The quantile function is defined as $Q(u)= \inf \{x: F(x) \geq u\}$.
It is well known the distribution function characterizes the probability distribution in the following sense
Theorem Let $X_{1}$ and $X_{2}$ be two real valued random variables with distribution functions $F_{1}$ and $F_{2}$ respectively. If $F_{1}(x)=F_{2}(x)$, $\forall x\in \mathbb{R}$ then $X_{1}$ and $X_{2}$ have the same probability distribution.
I want to prove that the quantile function also characterizes the probability distribution, this fact is stated as a corallary of the above theorem in this book (see Corallary 1.2 on p19):
Corallary: Let $X_{1}$ and $X_{2}$ be two real valued random variables with quantile functions $Q_{1}$ and $Q_{2}$ respectively. If $Q_{1}(u)=Q_{2}(u)$, $\forall u\in\left(0,1\right)$ then $X_{1}$ and $X_{2}$ have the same probability distribution.
The proof in the book is based on the following facts
Fact i: $Q(F(x)) \leq x$.
Fact ii: $F( Q(u) ) \geq u$.
Fact iii: $Q(u) \leq x$ iff $u \leq F(x)$.
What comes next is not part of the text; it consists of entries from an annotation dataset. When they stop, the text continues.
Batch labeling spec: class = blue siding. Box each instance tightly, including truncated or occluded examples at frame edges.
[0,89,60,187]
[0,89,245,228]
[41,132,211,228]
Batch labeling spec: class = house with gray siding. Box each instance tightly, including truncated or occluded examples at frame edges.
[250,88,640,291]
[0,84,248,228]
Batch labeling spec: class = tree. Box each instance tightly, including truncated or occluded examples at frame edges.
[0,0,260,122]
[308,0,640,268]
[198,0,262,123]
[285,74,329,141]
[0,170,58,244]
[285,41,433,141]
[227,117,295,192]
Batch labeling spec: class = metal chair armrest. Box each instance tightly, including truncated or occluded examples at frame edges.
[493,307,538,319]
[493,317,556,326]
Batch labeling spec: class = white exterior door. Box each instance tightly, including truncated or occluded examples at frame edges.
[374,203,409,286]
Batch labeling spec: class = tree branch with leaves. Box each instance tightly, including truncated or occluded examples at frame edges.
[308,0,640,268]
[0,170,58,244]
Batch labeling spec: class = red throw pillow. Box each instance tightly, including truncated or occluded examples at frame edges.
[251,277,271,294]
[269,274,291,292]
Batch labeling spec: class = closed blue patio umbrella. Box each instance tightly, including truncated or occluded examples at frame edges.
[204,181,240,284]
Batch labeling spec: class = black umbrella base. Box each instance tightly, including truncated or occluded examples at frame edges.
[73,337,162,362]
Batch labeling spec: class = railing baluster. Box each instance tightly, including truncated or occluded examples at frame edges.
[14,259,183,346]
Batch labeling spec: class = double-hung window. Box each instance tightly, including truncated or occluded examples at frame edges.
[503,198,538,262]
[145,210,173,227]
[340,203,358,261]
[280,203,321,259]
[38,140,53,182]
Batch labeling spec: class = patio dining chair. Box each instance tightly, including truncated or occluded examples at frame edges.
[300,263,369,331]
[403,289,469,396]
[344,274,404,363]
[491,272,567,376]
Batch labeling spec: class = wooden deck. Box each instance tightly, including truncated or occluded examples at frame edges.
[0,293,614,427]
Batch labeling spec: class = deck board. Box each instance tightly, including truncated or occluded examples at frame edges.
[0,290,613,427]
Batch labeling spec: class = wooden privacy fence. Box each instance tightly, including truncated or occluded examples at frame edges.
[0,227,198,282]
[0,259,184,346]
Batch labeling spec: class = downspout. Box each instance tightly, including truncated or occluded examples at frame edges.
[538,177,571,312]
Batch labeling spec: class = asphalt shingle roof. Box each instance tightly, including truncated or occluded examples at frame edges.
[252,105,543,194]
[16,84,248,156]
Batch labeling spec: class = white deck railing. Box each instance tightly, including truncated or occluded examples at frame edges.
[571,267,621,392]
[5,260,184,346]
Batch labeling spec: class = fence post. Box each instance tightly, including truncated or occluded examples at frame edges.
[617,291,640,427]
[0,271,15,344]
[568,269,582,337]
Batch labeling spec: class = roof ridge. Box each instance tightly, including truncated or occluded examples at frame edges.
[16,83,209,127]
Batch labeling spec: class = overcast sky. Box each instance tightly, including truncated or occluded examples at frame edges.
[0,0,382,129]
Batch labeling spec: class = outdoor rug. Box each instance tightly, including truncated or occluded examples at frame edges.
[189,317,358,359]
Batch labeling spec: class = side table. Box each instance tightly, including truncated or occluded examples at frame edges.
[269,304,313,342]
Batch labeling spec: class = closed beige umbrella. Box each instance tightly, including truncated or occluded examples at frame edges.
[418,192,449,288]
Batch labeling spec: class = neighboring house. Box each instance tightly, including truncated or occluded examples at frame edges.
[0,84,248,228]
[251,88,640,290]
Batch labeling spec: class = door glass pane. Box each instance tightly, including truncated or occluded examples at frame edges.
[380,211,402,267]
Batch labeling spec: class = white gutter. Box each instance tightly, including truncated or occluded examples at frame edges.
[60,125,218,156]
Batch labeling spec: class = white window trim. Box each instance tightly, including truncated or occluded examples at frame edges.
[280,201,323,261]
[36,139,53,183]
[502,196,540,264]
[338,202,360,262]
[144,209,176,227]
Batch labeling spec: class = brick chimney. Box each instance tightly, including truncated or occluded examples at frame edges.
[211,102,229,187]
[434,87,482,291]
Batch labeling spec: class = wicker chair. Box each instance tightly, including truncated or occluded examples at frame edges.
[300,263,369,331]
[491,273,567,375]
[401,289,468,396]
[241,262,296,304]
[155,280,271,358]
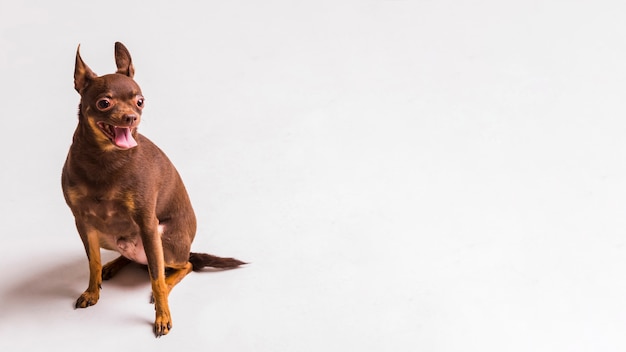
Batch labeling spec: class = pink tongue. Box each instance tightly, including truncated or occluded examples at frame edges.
[114,127,137,149]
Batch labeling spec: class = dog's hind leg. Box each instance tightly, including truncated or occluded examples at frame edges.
[102,255,131,280]
[165,262,193,293]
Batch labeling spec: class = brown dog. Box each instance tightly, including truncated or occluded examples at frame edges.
[62,43,245,337]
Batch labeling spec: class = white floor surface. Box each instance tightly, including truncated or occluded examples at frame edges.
[0,0,626,352]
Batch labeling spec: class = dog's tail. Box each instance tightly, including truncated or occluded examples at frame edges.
[189,252,248,271]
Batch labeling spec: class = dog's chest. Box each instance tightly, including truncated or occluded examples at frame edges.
[67,187,147,264]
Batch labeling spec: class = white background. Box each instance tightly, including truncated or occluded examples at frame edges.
[0,0,626,352]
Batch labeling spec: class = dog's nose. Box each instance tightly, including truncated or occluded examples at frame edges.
[124,114,137,125]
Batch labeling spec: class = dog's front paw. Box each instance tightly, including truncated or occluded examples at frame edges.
[74,291,100,308]
[154,314,172,337]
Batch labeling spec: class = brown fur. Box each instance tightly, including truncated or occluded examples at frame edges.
[62,43,245,337]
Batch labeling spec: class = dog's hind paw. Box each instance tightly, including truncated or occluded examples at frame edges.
[154,315,172,338]
[74,291,100,308]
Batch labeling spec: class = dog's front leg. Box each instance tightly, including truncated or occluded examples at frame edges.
[75,220,102,308]
[141,217,172,337]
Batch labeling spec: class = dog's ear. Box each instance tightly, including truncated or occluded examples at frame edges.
[115,42,135,78]
[74,44,98,93]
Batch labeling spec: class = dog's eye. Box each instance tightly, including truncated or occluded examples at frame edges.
[96,98,111,110]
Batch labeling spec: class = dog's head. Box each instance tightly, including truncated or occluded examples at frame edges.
[74,42,144,150]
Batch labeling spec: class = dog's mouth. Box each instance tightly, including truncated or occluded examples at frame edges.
[96,122,137,149]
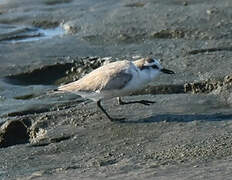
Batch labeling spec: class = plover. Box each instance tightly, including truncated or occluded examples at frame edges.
[57,58,174,121]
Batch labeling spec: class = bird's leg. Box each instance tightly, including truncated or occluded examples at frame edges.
[117,97,155,106]
[97,100,125,121]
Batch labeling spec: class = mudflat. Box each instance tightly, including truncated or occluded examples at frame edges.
[0,0,232,180]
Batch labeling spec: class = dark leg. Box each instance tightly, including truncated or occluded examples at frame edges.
[97,100,125,121]
[117,97,155,106]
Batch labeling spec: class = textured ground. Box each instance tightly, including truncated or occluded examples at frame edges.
[0,0,232,180]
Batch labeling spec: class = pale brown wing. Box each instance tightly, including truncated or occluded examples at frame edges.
[101,71,132,91]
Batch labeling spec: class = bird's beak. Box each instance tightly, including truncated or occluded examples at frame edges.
[160,68,175,74]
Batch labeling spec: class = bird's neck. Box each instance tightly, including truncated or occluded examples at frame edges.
[139,69,159,82]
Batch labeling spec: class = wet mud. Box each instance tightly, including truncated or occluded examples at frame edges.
[0,0,232,180]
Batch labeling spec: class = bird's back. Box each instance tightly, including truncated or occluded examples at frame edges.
[58,60,133,93]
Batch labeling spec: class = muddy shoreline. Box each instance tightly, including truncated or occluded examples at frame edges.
[0,0,232,180]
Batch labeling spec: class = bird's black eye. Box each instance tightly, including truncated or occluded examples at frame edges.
[151,64,159,69]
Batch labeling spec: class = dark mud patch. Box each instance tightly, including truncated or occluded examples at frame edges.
[43,0,72,5]
[125,2,145,8]
[0,21,64,43]
[14,94,36,100]
[6,108,50,117]
[0,120,29,148]
[32,20,60,29]
[4,57,110,85]
[184,75,232,94]
[4,63,73,86]
[151,29,186,39]
[146,135,232,165]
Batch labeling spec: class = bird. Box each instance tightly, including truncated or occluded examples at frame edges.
[56,57,175,121]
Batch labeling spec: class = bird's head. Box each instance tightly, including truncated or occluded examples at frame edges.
[134,58,175,76]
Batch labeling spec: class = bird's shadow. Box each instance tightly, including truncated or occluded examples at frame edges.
[120,113,232,123]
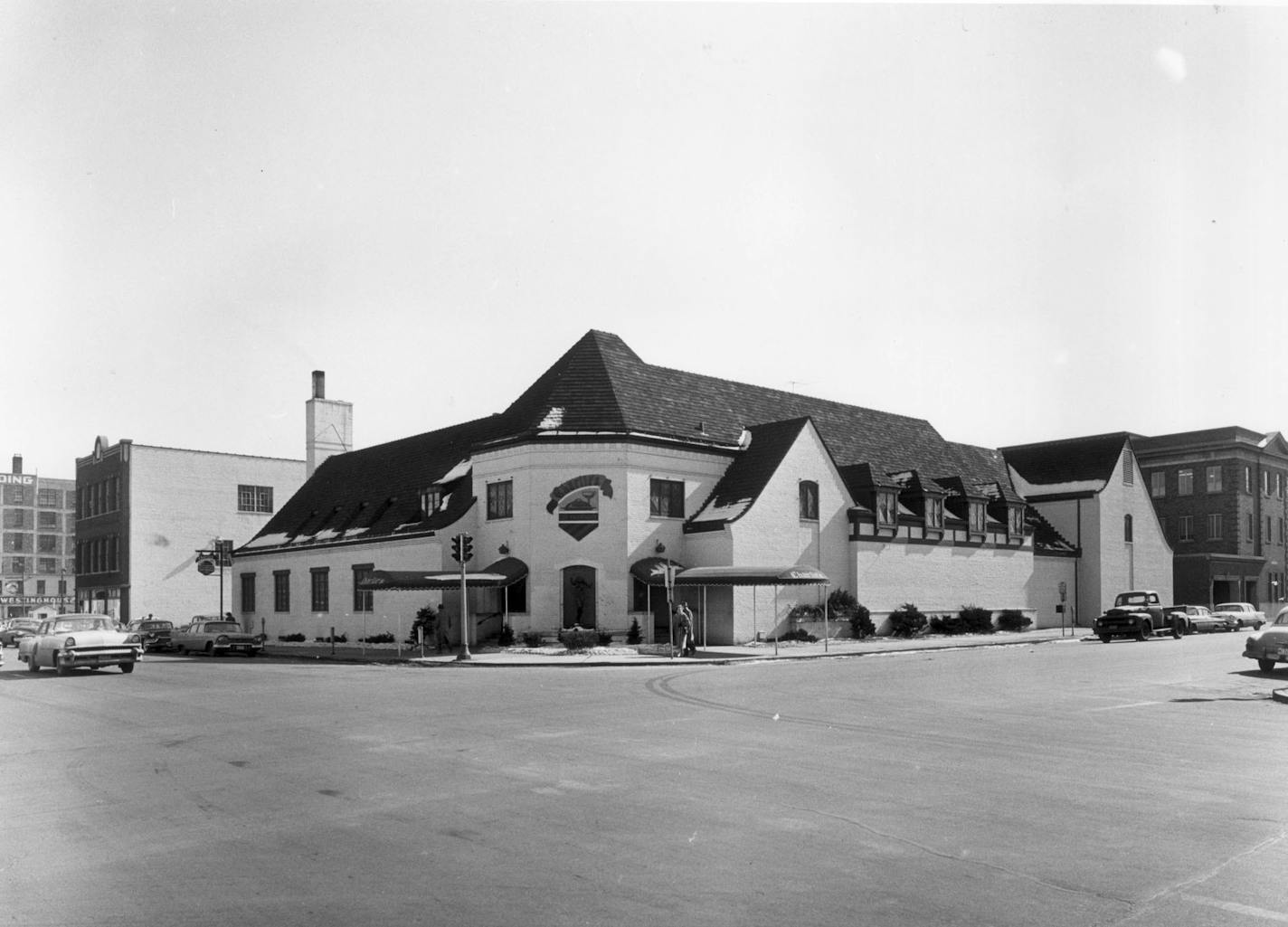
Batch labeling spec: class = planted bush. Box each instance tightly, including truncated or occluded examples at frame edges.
[957,605,997,633]
[890,602,927,638]
[997,609,1033,631]
[559,627,599,650]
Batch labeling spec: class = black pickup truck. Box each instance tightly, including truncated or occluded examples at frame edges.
[1091,590,1185,644]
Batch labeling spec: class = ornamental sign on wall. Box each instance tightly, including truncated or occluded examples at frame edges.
[546,474,613,541]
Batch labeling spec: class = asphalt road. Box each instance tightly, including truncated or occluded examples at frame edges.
[0,635,1288,927]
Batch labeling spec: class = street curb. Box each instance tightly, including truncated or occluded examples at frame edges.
[264,638,1094,669]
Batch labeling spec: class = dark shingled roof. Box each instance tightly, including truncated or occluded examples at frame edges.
[1000,431,1131,486]
[242,331,1009,553]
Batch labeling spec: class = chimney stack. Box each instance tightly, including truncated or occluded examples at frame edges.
[304,371,353,479]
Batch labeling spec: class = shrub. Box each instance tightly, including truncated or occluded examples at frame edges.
[769,629,818,644]
[787,602,823,622]
[559,624,599,650]
[850,602,877,640]
[957,605,997,633]
[929,614,966,635]
[997,609,1033,631]
[890,602,927,638]
[827,590,863,618]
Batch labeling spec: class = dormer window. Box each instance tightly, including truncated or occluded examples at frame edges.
[1006,505,1024,541]
[877,489,899,528]
[800,480,818,522]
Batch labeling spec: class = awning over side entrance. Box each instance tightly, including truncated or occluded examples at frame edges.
[358,557,528,591]
[675,566,830,586]
[631,557,684,586]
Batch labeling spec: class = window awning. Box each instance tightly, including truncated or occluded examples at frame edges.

Fact iv: $Q(u)$ is nondecreasing.
But I think it is wrong. Assuming $F_{1}(x_0) < F_{2}(x_0)$ for some fixed $x_0$ the author sets out to prove that this leads to a contradiction. Using facts (i) and (iv) he shows $Q_{2}(F_1(x_0)) < Q_{2}(F_2(x_0)) \leq x_0$. Then he applies fact (iii) to obtain $F_{1}(x_0) \leq F_{2}(x_0)$. The author claims that this is a contradiction. But clearly its not and the argument proves nothing.
Am I missing something here? Does anyone know the correct proof to the corallary?